The Amylin Circuit-Breaker
Restoring Glucagon Counterregulation in T1D
EXECUTIVE SUMMARY
We propose that a new dosing regimen for an amylin analog, pramlintide, is probably the key to restoring most of the glucagon counterregulatory response to hypoglycemia in Type 1 Diabetes. We think the clinical need and the possibility of success warrant clinical research aimed at testing our hypothesis.
Automated insulin delivery systems promise to reduce the therapy burden on T1D patients and improve time in range. But studies have not shown convincing evidence that AID can dramatically shrink the gap between healthy blood glucose levels and the chronic hyperglycemia characteristic of T1D. So long as that gap exists, the comorbidities and early mortality associated with T1D can be expected to continue.
The barrier to closing the gap with more intensive insulin therapy is the risk of hypoglycemia caused by a defect in glucagon counterregulation in T1D: islet alpha-cells fail to respond to the onset of hypoglycemia by increasing glucagon secretion to amplify hepatic glucose production. After decades of clinical research, a pharmaceutical strategy for correcting this defect remains elusive.

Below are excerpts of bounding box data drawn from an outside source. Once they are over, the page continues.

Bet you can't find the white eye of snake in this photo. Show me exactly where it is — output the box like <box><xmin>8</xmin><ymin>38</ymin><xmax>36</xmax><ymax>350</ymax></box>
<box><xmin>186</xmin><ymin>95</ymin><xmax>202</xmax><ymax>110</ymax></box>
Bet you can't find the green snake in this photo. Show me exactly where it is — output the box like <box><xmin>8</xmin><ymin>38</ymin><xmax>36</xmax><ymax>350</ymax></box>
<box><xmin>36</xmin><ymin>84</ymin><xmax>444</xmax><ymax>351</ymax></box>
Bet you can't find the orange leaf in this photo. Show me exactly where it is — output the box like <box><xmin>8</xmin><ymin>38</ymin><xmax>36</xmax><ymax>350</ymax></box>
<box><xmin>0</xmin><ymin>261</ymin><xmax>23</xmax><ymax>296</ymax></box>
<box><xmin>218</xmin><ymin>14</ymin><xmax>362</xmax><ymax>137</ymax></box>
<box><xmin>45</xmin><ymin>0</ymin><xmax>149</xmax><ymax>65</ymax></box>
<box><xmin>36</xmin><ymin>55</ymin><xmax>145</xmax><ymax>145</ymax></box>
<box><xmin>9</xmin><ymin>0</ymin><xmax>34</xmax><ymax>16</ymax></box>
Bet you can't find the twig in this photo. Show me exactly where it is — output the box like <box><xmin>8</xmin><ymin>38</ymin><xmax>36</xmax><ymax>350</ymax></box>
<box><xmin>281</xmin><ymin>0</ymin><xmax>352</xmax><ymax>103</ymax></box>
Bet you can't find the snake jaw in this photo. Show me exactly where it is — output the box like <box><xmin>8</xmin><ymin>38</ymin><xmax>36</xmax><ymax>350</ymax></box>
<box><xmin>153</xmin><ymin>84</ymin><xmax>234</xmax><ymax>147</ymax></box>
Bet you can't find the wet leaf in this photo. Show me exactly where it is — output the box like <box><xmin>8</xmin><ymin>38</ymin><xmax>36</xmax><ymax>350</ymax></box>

To restore normal alpha-cell secretory patterns in T1D, a new drug concept is needed that would suppress glucagon secretion in response to rising blood glucose, and that would stimulate glucagon secretion at the onset of hypoglycemia. Defining that new drug target will require a new model of alpha-cell homeostasis, a paradigm that is novel, yet plausible, and theoretically restores both appropriate glucagon suppression during hyperglycemia and stimulation during hypoglycemia. The paradigm should propose a new perspective on alpha-cell control mechanisms directly caused by the beta-cell deficit, and it should suggest a hypothetical drug target which can form the basis for clinical research. Ideally the paradigm should be testable immediately without requiring new drug discovery or delivery technology.
To this end we propose a new “circuit-breaker” model of counterregulation: During euglycemia alpha-cells are in a state of tonic inhibition by the neuroendocrine hormone amylin, which delivers its suppressing effect via the CNS. When beta-cells detect the onset of hyperglycemia, they increase this inhibition by secreting more amylin. When the brain detects the onset of hypoglycemia, it interrupts the amylin suppression signal, resulting in a rebound of glucagon secretion. Ergo, the circuit-breaker effect.
FDA-approved dosing of the amylin analog pramlintide results in overdosing and nausea at mealtimes and does not provide the tonic inhibition needed between meals and overnight. We propose that a dual hormone AID system with an algorithm that provides different insulin/amylin ratios for basal and bolus infusion rates could be the solution to restoring glucagon counterregulation in T1D, as well as to smoothing postprandial blood glucose.